While living in Xi'an, my grandmother gave birth again, this time to the youngest, Moses, otherwise known as BoBo. (little treasure). The picture here shows the entire family some time later.

The family stabilized in Xi'an for some time, even as the entire country was engulfed in both a Japanese invasion, and Civil war between the communists and KMT. (Nationalist government). My grandfather's family suffered terribly and eventually his twin brother was killed by the communists. My grandmother did retrieve Samuel, and the after the fall of the KMT in 1949, she took her children and fled to Hong Kong. My grandfather was not able to join them as he felt it would be a desertion of his post, and had to stay in Xi'an.

When my grandmother left Xi'an and China, the country of her birth, her youth, and her adult life at the time, she did not know that she would not return for more than 30 years. She also didn't know that she would never get to have any communication with her family for decades due to the delicate political problems at the time.

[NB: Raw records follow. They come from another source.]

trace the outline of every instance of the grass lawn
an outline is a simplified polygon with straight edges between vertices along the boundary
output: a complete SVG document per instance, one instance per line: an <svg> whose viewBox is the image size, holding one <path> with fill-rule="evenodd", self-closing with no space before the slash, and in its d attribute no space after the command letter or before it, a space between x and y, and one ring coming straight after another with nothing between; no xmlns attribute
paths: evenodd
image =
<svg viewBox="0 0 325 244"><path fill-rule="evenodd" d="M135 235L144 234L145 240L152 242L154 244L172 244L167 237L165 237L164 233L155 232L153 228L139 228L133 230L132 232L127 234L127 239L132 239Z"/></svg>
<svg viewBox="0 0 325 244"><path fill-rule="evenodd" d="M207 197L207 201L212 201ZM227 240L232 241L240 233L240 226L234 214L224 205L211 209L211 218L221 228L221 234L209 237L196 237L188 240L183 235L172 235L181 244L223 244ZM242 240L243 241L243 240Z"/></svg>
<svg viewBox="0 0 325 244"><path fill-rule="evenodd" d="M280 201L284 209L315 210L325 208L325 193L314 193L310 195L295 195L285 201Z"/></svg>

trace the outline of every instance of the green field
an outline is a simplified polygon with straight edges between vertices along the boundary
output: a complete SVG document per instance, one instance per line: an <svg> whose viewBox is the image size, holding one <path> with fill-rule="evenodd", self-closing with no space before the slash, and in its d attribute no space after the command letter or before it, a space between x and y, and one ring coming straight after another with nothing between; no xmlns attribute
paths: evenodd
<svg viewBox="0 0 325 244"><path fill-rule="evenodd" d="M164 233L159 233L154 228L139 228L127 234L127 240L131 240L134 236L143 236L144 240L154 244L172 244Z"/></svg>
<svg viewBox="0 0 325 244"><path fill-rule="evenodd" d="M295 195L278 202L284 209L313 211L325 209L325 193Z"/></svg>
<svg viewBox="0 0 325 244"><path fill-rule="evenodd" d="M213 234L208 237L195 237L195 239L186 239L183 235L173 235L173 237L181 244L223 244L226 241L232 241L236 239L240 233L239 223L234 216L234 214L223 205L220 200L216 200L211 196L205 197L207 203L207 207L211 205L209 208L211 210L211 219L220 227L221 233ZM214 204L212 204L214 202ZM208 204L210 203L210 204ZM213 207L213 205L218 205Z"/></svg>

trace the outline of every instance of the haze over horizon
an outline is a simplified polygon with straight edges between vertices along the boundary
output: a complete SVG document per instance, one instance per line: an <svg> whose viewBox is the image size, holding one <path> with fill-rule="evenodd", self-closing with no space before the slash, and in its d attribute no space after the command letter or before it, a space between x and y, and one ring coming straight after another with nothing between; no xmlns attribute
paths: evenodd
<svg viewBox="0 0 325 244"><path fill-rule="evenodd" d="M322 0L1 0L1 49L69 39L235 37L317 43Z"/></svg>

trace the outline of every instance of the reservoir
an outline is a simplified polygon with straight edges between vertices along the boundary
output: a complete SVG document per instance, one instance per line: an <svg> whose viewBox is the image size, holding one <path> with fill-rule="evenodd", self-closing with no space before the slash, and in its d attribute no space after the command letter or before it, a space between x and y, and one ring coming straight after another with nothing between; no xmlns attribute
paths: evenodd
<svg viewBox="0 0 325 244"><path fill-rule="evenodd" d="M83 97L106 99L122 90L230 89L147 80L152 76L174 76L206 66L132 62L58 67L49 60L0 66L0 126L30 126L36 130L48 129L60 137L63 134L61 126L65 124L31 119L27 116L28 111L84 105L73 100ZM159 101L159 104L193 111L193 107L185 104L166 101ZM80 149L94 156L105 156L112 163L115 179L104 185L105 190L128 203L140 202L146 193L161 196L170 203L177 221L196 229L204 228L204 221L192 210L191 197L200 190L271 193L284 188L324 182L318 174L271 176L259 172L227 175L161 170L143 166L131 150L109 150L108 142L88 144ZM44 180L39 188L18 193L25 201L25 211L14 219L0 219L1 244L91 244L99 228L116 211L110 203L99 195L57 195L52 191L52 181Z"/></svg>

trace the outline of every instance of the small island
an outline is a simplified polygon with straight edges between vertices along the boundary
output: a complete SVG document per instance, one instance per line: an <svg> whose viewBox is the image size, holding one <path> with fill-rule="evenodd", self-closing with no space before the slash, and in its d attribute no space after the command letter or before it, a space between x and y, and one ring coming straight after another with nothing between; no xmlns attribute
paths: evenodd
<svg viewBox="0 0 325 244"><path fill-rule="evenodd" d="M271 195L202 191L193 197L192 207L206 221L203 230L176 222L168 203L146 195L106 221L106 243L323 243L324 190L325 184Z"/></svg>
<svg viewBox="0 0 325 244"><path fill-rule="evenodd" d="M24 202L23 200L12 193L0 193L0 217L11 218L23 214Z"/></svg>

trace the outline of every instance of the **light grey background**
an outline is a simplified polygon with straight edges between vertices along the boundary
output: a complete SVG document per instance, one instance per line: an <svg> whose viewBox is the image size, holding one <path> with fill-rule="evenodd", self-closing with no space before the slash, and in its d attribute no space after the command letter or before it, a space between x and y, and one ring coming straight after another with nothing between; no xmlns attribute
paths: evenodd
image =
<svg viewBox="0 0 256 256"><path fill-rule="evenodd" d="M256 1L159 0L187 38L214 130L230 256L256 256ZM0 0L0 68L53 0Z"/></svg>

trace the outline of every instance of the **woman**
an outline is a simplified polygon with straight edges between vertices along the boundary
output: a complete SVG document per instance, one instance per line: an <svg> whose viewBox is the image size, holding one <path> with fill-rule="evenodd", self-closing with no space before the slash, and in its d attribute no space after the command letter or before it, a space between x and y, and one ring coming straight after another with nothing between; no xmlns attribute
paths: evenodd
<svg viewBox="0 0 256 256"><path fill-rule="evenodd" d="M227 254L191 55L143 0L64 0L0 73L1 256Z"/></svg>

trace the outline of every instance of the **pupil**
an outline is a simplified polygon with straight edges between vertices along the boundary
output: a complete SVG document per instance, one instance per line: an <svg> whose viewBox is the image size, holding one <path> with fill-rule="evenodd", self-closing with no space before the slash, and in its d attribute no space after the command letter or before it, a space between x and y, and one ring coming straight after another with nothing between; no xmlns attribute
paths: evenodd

I have often wondered what that was like for my grandmother. She loved her children and the family so much, and I simply can't fathom what it would be like to not know or hear anything about your mother, your father, your brothers or sisters for decades. She never spoke of her sibling or her parents to me, and she rarely spoke of them to her children too. By the time my grandmother died, she was the last surviving member of her generation.